# Dovetailing for Drawers: pictorials



## derekcohen (Jul 15, 2007)

I recently posted two pictorials on dovetailing for drawers.

The first is for half-bind dovetails (drawer fronts): http://www.inthewoodshop.com/Furniture/HalfBlindDovetailswithBlueTape.html

The second is for through dovetails (drawer backs): http://www.inthewoodshop.com/Furniture/ThroughDovetails3.html




























Regards from Perth

Derek


----------



## TerryDowning (Aug 8, 2012)

Nice Pictorials and instructions Derek. I'll have to remember this technique the next time my tired old eyes are doing dovetails.

Thanks for sharing.


----------



## CL810 (Mar 21, 2010)

Thanks for posting Derek.


----------



## hotbyte (Apr 3, 2010)

Great write-ups! I've not ventured into dove tailing yet but hope to this spring on a project for the wife. Your tape trick and making a "wall" before removing waste seems like very helpful ideas!


----------



## ppg677 (Jan 21, 2016)

Thanks for the write-up. I did a half-blind today and your tips helped. The frustrating part is that I'm still struggling with fit, end up with gaps or cracks, and am spending a few hours to chisel out just 6 pins to fit the tails.

This is my third drawer and it doesn't seem to be getting any faster.

How long does it take you?


----------



## derekcohen (Jul 15, 2007)

A few years ago, with 12 drawers to build for a pair of Military Chests, I decided to explore different ways of making the half-blind dovetails, with the aim of finding the fastest and most efficient method. I managed to finish the last drawer in 4 1/2 hours (beginning to end).

This is documented here: http://www.inthewoodshop.com/Furniture/TheLastDovetail.html



















These drawers are pretty straightforward for me. I've built many. But everything is relative. When I started out, something like this could have taken a couple of days.

As a contrast, the chest I am presently building comprises 8 drawers, each with a bow front and angled sides.

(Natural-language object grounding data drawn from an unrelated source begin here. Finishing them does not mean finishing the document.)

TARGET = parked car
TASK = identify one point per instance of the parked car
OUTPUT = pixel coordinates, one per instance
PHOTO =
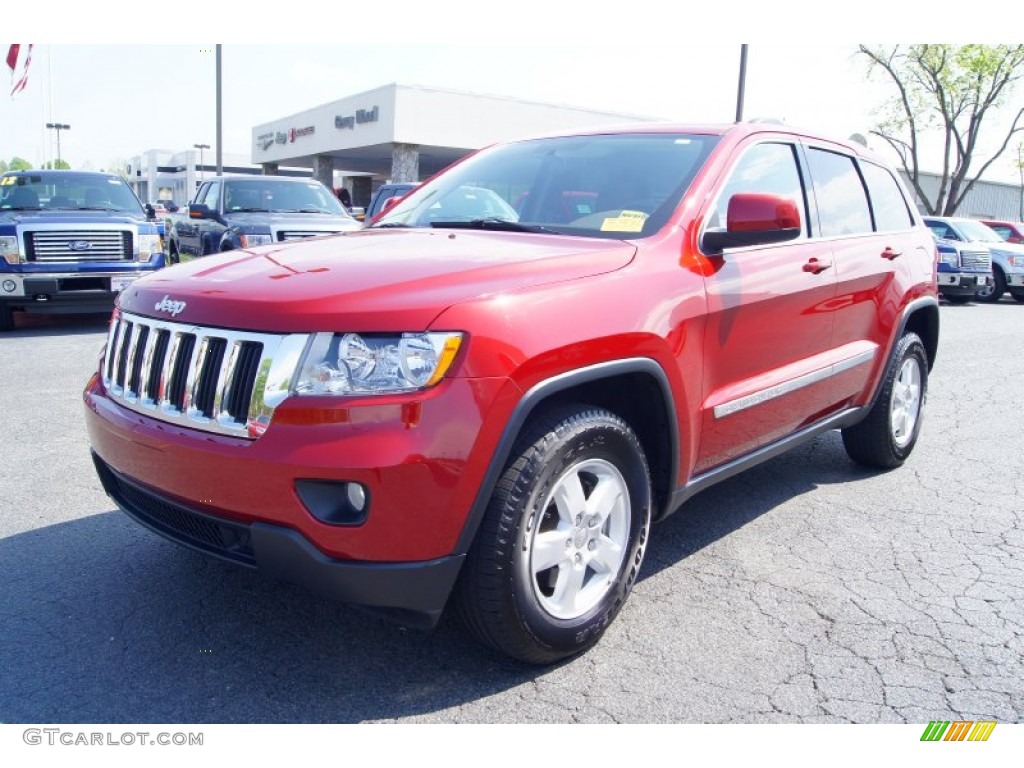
(1007, 258)
(484, 410)
(70, 242)
(1012, 231)
(383, 195)
(231, 212)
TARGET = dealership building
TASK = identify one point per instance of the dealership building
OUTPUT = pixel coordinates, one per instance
(406, 133)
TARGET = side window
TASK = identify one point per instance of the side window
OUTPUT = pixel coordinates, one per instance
(842, 201)
(888, 204)
(769, 168)
(212, 196)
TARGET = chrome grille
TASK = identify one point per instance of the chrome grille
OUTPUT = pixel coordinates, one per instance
(209, 379)
(79, 245)
(977, 260)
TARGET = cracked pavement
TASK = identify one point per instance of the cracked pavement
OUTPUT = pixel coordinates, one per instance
(807, 590)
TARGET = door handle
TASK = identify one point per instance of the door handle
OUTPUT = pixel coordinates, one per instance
(815, 266)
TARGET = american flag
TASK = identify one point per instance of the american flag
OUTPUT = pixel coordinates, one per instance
(18, 58)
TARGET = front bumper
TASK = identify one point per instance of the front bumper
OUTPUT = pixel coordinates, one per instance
(413, 593)
(963, 284)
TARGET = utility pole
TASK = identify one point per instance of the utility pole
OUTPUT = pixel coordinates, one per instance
(742, 83)
(58, 127)
(220, 132)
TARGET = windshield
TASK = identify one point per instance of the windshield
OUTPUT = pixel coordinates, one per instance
(56, 190)
(977, 231)
(275, 196)
(614, 185)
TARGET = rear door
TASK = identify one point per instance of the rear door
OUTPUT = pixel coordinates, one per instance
(769, 328)
(866, 222)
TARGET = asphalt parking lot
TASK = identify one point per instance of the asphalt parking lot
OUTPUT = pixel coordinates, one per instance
(807, 590)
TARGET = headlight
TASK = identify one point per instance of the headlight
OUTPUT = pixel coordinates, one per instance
(148, 245)
(248, 241)
(8, 249)
(372, 364)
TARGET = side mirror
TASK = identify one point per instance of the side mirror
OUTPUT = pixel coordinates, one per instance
(755, 219)
(390, 203)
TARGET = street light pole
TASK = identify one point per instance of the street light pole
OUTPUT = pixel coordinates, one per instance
(58, 127)
(202, 175)
(740, 89)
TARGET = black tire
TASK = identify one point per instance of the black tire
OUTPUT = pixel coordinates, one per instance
(991, 294)
(889, 433)
(524, 607)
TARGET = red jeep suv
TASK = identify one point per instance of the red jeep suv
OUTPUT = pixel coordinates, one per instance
(487, 397)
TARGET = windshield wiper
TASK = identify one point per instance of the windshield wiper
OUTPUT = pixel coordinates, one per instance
(493, 222)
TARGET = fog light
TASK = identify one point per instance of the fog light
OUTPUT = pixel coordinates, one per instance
(335, 502)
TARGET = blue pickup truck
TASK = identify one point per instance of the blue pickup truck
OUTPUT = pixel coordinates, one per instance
(70, 242)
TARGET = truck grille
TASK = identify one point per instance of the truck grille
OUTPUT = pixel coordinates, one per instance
(980, 261)
(79, 245)
(209, 379)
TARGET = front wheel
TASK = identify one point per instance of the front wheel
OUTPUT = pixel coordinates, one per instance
(888, 435)
(992, 293)
(562, 539)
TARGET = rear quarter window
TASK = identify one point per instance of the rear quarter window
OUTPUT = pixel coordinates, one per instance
(843, 207)
(888, 204)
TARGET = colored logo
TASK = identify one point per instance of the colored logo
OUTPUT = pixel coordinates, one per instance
(958, 730)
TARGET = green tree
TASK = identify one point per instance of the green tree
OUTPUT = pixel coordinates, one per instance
(951, 90)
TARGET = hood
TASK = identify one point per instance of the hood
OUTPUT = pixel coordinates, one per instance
(297, 221)
(33, 217)
(372, 280)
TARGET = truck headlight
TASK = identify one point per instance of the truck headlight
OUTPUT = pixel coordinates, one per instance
(148, 246)
(375, 364)
(249, 241)
(8, 249)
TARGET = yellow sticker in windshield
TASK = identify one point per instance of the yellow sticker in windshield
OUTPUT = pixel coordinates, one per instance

There are half-blind dovetails at the front and through dovetails at the rear. All of these involve compound angles. The drawer bottoms connect via slips, and the slips require compound angles so that the grooves are on the horizontal.










These drawers have each taken 4 days to build (start to finish).

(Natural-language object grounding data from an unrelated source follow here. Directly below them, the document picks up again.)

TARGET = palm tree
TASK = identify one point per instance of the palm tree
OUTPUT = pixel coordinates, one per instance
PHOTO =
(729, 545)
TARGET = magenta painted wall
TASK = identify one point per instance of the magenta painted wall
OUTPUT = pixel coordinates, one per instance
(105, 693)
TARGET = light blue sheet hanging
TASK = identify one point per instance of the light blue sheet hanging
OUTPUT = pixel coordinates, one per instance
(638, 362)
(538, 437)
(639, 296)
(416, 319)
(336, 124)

During the timed build, I asked a professional furniture maker (based in the UK) how long was provided by the "book" for handmade drawers. He indicated around 4 hours. Keep in mind, that likely did not involve a great deal of attention to the detail of dovetails that we obsess about today.

Regards from Perth

Derek


----------



## ppg677 (Jan 21, 2016)

I was thinking about accelerating things by using a sliding dovetail at the back. What do you think of those?


----------



## derekcohen (Jul 15, 2007)

It can be done. However it is not traditional. Plus it is more work - through dovetails are quick and easy.

There is no rush. Take your time and do the job properly. We all find something new intimidating. That is part of the challenge … and the eventual satisfaction. Hang in there.

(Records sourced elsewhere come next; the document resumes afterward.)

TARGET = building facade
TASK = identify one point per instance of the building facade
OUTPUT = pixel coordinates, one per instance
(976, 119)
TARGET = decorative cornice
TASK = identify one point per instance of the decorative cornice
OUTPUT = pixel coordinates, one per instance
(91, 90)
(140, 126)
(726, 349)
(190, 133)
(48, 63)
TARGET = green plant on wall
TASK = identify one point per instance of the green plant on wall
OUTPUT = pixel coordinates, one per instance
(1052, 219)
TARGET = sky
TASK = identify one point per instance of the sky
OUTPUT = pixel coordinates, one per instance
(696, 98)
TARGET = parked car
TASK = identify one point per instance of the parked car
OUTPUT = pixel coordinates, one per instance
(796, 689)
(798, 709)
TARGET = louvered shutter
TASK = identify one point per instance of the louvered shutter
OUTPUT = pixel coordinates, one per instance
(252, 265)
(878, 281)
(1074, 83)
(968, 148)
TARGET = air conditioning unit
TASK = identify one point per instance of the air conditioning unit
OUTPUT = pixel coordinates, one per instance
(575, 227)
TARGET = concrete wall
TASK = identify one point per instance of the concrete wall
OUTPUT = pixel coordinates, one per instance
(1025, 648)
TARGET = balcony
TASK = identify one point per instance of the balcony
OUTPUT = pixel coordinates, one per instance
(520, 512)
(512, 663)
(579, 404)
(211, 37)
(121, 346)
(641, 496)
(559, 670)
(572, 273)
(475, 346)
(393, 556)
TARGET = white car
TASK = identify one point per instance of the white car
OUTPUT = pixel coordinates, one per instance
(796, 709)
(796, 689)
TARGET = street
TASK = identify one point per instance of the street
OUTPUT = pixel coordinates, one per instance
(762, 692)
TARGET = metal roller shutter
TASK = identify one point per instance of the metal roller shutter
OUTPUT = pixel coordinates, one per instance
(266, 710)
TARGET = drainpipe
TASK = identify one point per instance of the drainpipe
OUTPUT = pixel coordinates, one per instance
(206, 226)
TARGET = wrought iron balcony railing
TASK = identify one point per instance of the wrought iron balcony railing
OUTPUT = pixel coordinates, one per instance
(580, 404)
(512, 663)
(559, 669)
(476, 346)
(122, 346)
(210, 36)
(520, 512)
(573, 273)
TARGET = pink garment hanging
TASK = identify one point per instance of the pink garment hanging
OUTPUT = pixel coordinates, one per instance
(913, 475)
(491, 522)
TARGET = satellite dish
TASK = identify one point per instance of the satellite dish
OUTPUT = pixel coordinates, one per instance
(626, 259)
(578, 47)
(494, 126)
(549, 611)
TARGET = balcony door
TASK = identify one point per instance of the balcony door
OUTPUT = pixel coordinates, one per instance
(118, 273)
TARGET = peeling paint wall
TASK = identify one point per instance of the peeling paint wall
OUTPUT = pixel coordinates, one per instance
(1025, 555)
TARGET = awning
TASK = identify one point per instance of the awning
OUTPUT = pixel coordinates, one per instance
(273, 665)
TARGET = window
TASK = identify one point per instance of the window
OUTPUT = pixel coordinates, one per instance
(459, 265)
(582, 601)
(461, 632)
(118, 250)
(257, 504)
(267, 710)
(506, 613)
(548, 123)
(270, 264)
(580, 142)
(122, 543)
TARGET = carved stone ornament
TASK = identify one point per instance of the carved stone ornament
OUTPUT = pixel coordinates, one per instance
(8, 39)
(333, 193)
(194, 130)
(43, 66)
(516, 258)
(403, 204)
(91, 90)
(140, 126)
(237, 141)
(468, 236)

I finished this today - levelling all the drawers and refinishing them. I've been at it 12 months now, and the chest will require at least 3 more months to complete …










Regards from Perth

Derek


----------



## RJweb (Mar 12, 2011)

Keep us posted on your chest would like to see in 3 months


----------



## ppg677 (Jan 21, 2016)

Heh, I'm realizing life is too short for hand-cut dovetails . I have no doubt that tons of practice and spending 3-4 hours per drawer would get good results. But it is taking an eternity for me and the results aren't even that great. Chiseling out the corners is especially annoying, and it appears you have a special tool for that!

I think I'll switch to pinned rabbets for the rest of the drawers…then again I don't have a drill press. Sigh! Maybe a dovetail jig is the way to go for me.

The more I spend on hand-cut dovetails, the less furniture I make and the less time I spend with my kids.


----------



## ppg677 (Jan 21, 2016)

Alright, I'm soldering on with hand-cut dovetails. The through dovetails are easier. I also found that starting my cuts using a hack saw makes for nice accurate lines (and then I switch to a thin Japanese pull saw).

Chiseling out red oak for the half-blinds still royally sucks! So hard to get in the corners without your fancy tools.


----------